Bees

 

 
 

For the Hive

 
Those were years I told one man after another sure,

I’d fuck a lug like you, why not.  I looked down the barrel

 

of each rifled gaze because I wanted less to be like a woman

who waits than a man who takes as he pleases, enters a bar,

 

surveys the perennial variety, chooses which one he’ll take

home.  No longing; no loneliness allowed: just action.

 

I screwed inside the frame of a deflated waterbed like a ship-

wrecked coffin.  In a forest near Fowl Bay where bent over

 

a felled oak I heard termites gnaw marrow as a Meditator

quoted Thich Nhat Hanh holding my ass from behind.

 

One so short I leaned wheelbarrow-low and threw out

my back.  A full beard at a pit stop in Manitoba who cited

 

his trophies and bowling techniques before the white walls

dotted with red tulips bounced to the drunk beat of our bang,

 

one plush stomach against another. I will never apologize

for lust, I said, to men who asked.  To me sex was less sacred

 

than ponderous, from the verb ponder, meaning to weigh

and, distantly, egg.  In time each shag scored was less

 

a victory over gender than a weird, fragile exchange

in which I was given an egg to hold, or so I imagined,

 

as if to warm another vulnerability inside mine without

breaking.  One yowled he’d never touched a woman,

 

only men, and when I whispered I didn’t care, he fainted.

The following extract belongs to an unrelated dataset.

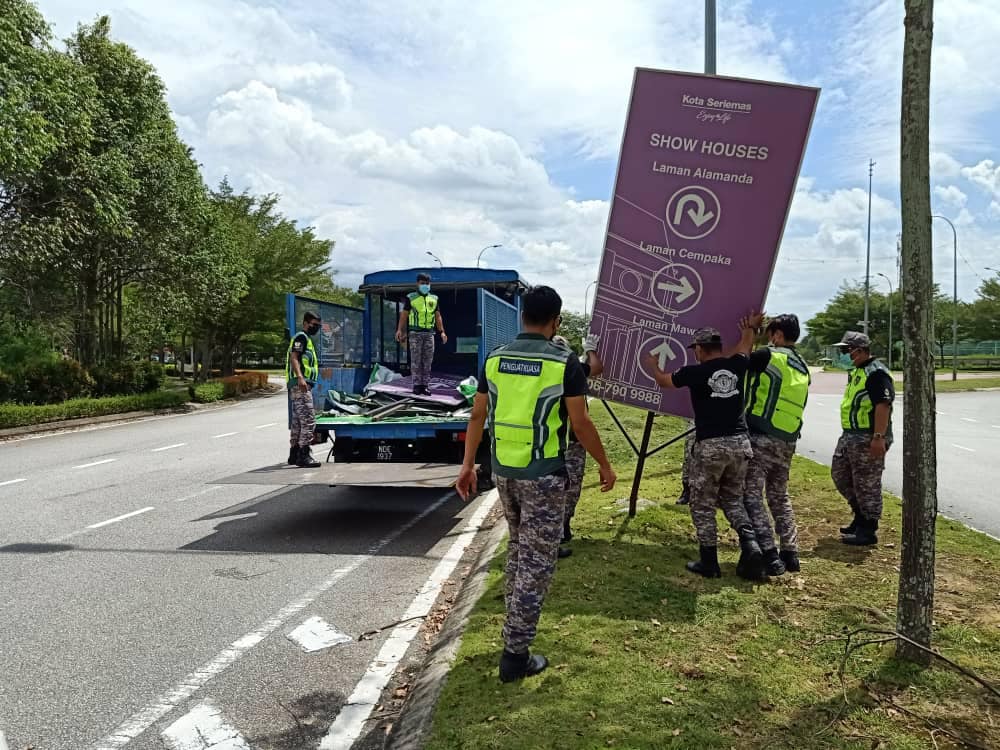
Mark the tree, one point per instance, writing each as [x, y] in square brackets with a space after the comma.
[915, 610]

I told the firefighter who cried in my arms ecstasy is not

 

the end; it’s when we go beyond and, for a second, are not

ourselves.  He said, sorry, that sex without love was, to him,

 

the wet burnt smell of a forest days after its been doused.

But what if it isn’t about love after all; what if sex for me

 

then was a way to give shape to the untailored cloth

of crude truths I witnessed as a kid in a father and others

 

after?  I wasn’t always careful: I dragged outrage feet first

onto the sidewalk after he tried harm.  Even his egg has

 

a name.  There were gems, cock-kickers, mopes, punks.

There was fast talker, divorced and with kids who bellowed

 

Yeats’ “I will arise and go now, and go to Innisfree,”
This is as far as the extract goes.